Dáil debates
Wednesday, 3 March 2010
Health Services.
Mary Harney (Dublin Mid West, Independent)
We have been driving down costs. This year we will take €240 million out of the drugs cost, for example, by changing the manner in which pharmacists are paid and what we pay producers of medication which goes off patent. The nursing homes support scheme, A Fair Deal, is a good example of saving. The NTPF was asked to procure beds because it has a good track record in procuring services and getting value for money.
The HSE uses private providers of home-care packages. I support that although I am often criticised for it. If the money can go further and provide more services to people at home and if the quality of the service is assured, that is what we should be concerned about. I want to see more of that.

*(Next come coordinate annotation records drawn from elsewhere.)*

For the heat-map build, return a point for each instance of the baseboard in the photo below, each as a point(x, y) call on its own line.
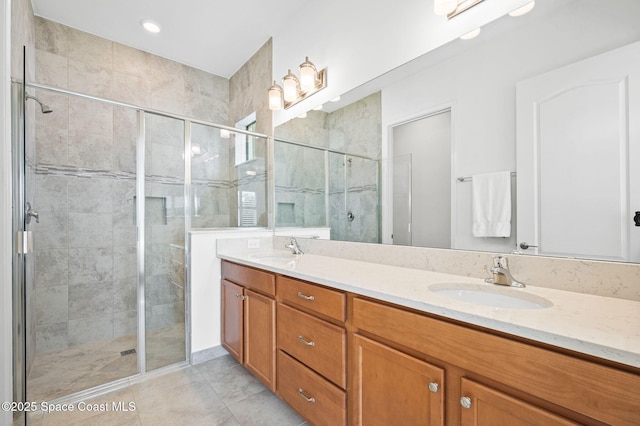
point(207, 354)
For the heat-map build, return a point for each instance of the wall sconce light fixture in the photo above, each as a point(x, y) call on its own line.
point(452, 8)
point(295, 89)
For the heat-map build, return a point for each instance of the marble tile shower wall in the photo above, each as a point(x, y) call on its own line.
point(300, 186)
point(353, 182)
point(85, 184)
point(354, 189)
point(246, 95)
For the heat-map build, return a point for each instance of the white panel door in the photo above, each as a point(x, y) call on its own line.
point(402, 200)
point(578, 158)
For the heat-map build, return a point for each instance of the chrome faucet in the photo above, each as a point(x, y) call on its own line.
point(501, 274)
point(293, 245)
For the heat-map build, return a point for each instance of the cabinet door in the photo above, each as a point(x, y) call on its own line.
point(233, 319)
point(486, 406)
point(260, 337)
point(393, 388)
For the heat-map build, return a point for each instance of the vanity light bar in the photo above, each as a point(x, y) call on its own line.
point(463, 6)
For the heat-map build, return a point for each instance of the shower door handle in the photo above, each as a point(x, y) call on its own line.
point(31, 214)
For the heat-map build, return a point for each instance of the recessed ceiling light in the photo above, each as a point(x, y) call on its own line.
point(524, 9)
point(150, 25)
point(470, 34)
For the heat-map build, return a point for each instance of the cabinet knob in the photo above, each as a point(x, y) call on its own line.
point(305, 341)
point(465, 401)
point(305, 397)
point(301, 295)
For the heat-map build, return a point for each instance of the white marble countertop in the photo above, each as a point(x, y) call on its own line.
point(604, 327)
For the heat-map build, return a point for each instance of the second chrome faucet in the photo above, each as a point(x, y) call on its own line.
point(293, 245)
point(501, 274)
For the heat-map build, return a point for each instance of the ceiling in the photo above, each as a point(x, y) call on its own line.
point(217, 36)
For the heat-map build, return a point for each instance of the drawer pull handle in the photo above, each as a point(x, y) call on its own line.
point(301, 295)
point(306, 398)
point(465, 401)
point(306, 342)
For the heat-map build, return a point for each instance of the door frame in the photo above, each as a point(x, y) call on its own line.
point(387, 172)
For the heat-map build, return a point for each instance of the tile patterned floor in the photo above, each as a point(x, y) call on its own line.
point(216, 392)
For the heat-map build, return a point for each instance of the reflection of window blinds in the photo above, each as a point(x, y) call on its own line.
point(248, 212)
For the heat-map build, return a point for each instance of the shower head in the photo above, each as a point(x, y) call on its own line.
point(46, 109)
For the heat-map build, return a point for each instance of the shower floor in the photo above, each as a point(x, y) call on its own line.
point(57, 374)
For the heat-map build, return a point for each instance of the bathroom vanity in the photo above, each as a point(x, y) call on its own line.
point(349, 342)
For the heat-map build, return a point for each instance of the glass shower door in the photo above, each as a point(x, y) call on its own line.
point(164, 241)
point(80, 290)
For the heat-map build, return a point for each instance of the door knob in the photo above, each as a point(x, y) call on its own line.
point(465, 401)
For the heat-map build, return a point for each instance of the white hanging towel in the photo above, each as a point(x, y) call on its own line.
point(491, 204)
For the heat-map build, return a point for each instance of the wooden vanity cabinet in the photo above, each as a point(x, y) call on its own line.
point(249, 319)
point(488, 406)
point(391, 387)
point(312, 343)
point(489, 378)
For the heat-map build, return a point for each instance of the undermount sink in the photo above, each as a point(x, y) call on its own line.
point(490, 295)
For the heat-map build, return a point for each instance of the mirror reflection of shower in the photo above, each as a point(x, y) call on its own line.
point(46, 109)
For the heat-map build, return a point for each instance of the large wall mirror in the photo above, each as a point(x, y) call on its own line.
point(550, 97)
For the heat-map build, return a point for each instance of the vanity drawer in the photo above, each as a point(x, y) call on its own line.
point(315, 398)
point(322, 300)
point(314, 342)
point(255, 279)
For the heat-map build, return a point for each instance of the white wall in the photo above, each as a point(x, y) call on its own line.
point(6, 368)
point(205, 284)
point(357, 40)
point(478, 81)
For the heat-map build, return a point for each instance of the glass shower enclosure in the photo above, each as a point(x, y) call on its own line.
point(104, 201)
point(318, 187)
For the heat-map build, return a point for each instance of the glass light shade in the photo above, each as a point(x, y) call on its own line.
point(308, 75)
point(471, 34)
point(444, 7)
point(275, 99)
point(150, 25)
point(290, 86)
point(524, 9)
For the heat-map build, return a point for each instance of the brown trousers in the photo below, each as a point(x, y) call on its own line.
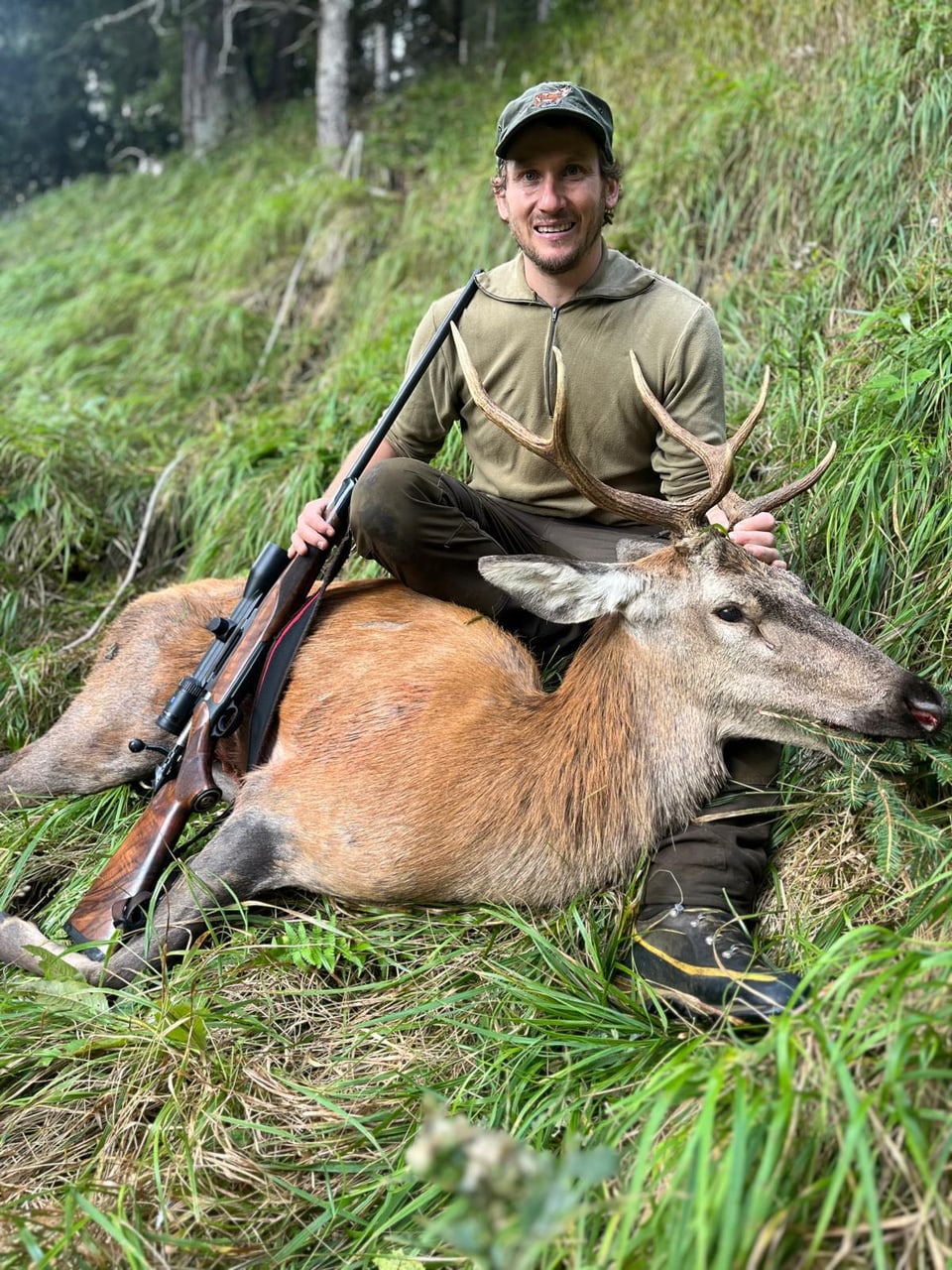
point(428, 530)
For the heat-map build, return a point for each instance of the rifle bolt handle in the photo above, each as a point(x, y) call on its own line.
point(206, 799)
point(220, 627)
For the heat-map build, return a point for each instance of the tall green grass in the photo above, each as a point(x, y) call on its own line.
point(255, 1105)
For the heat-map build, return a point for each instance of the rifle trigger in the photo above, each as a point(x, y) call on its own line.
point(130, 915)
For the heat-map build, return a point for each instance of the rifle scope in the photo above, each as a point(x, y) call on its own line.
point(227, 631)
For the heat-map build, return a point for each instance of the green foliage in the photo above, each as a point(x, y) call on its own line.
point(257, 1105)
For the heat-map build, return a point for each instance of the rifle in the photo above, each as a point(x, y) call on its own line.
point(207, 705)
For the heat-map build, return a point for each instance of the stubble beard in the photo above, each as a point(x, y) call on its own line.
point(566, 263)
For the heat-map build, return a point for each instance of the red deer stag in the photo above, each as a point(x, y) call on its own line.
point(417, 757)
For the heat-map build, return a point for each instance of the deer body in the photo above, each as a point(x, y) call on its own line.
point(417, 757)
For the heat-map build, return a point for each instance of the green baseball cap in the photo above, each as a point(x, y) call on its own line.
point(549, 99)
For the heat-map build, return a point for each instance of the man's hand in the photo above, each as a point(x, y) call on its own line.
point(756, 535)
point(312, 530)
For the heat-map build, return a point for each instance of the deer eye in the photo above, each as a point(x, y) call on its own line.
point(729, 613)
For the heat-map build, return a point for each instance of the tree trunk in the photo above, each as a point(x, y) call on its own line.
point(214, 90)
point(333, 76)
point(381, 59)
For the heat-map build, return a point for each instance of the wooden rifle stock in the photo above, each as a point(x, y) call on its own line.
point(145, 853)
point(182, 780)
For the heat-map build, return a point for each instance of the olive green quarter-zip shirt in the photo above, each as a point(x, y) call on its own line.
point(511, 334)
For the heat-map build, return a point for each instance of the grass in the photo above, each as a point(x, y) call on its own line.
point(257, 1105)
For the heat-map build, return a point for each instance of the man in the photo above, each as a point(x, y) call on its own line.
point(556, 187)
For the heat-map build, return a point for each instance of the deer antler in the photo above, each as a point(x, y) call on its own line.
point(683, 515)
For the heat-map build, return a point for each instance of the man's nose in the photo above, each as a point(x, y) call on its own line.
point(551, 195)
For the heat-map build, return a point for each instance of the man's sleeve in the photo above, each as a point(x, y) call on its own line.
point(429, 414)
point(694, 399)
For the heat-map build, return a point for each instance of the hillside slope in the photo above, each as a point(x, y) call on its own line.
point(231, 326)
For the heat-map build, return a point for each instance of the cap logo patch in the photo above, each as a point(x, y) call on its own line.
point(552, 98)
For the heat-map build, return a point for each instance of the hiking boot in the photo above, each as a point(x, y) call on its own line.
point(701, 961)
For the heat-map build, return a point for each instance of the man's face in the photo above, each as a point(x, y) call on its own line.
point(555, 197)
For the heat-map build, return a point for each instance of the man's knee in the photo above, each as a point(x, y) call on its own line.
point(386, 503)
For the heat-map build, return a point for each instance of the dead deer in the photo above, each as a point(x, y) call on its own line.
point(417, 757)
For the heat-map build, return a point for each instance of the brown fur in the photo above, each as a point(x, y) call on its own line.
point(419, 758)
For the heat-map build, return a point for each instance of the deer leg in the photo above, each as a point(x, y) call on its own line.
point(239, 862)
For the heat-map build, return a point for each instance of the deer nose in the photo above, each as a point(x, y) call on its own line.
point(927, 706)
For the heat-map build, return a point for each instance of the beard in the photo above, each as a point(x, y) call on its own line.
point(569, 259)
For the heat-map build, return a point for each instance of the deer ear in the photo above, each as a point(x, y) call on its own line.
point(563, 590)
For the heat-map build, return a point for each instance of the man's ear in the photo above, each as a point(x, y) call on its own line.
point(502, 200)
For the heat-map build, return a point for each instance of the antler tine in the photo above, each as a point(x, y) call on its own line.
point(557, 451)
point(717, 460)
point(495, 413)
point(737, 508)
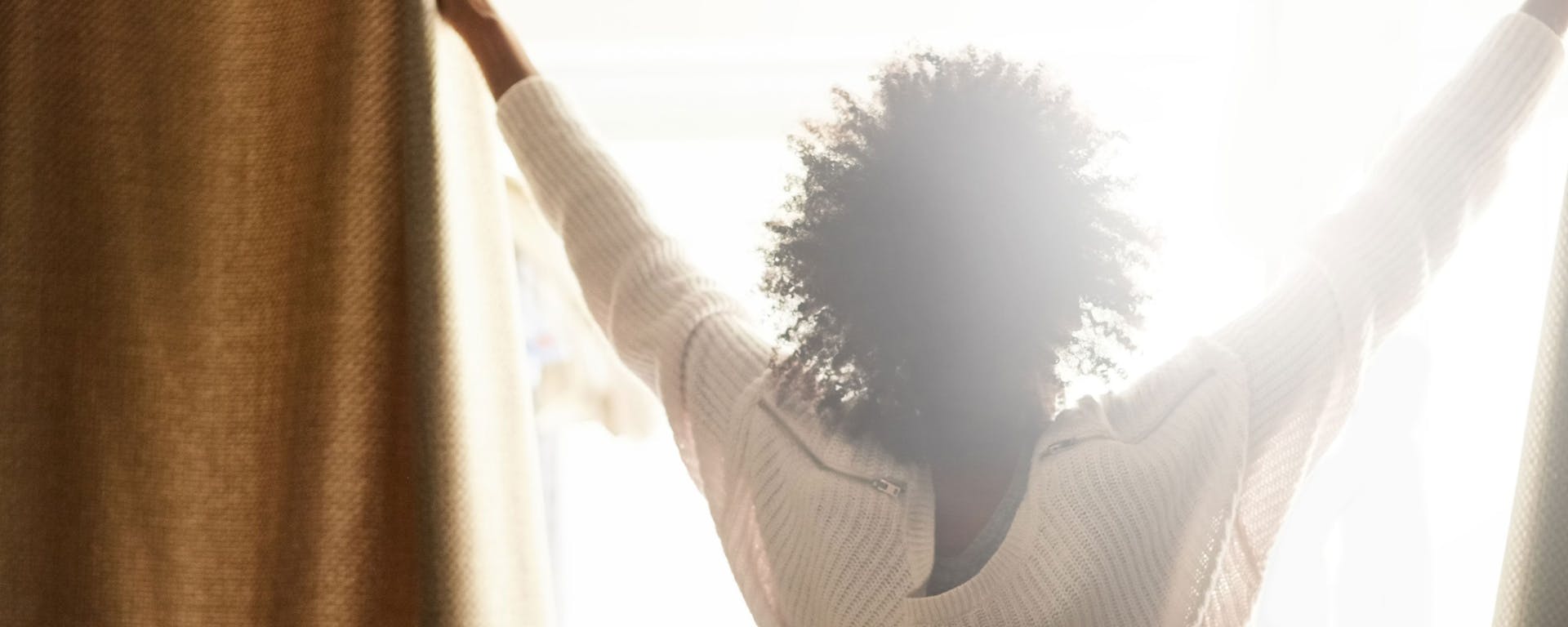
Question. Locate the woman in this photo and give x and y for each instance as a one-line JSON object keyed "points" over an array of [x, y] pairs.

It is not appropriate for me, and it is against the law, to get involved in price negotiations with hospitals on behalf of insurers. I want to see insurers driving down their costs. The costs of some medical procedures are driven, to a large extent, by salary levels. On the public side, we must move to economic costing. The taxpayers cannot subsidise the cost of care for some while it is not accessible to others. The review currently being carried out is looking at whether public hospitals should move to procedure-based costing. In private hospitals the insurers negotiate a price for a procedure. In public hospitals it is based on the number of bed nights per patient. We need to bring greater clarity to this matter. The allocations group's report will greatly help us gain insights in this area.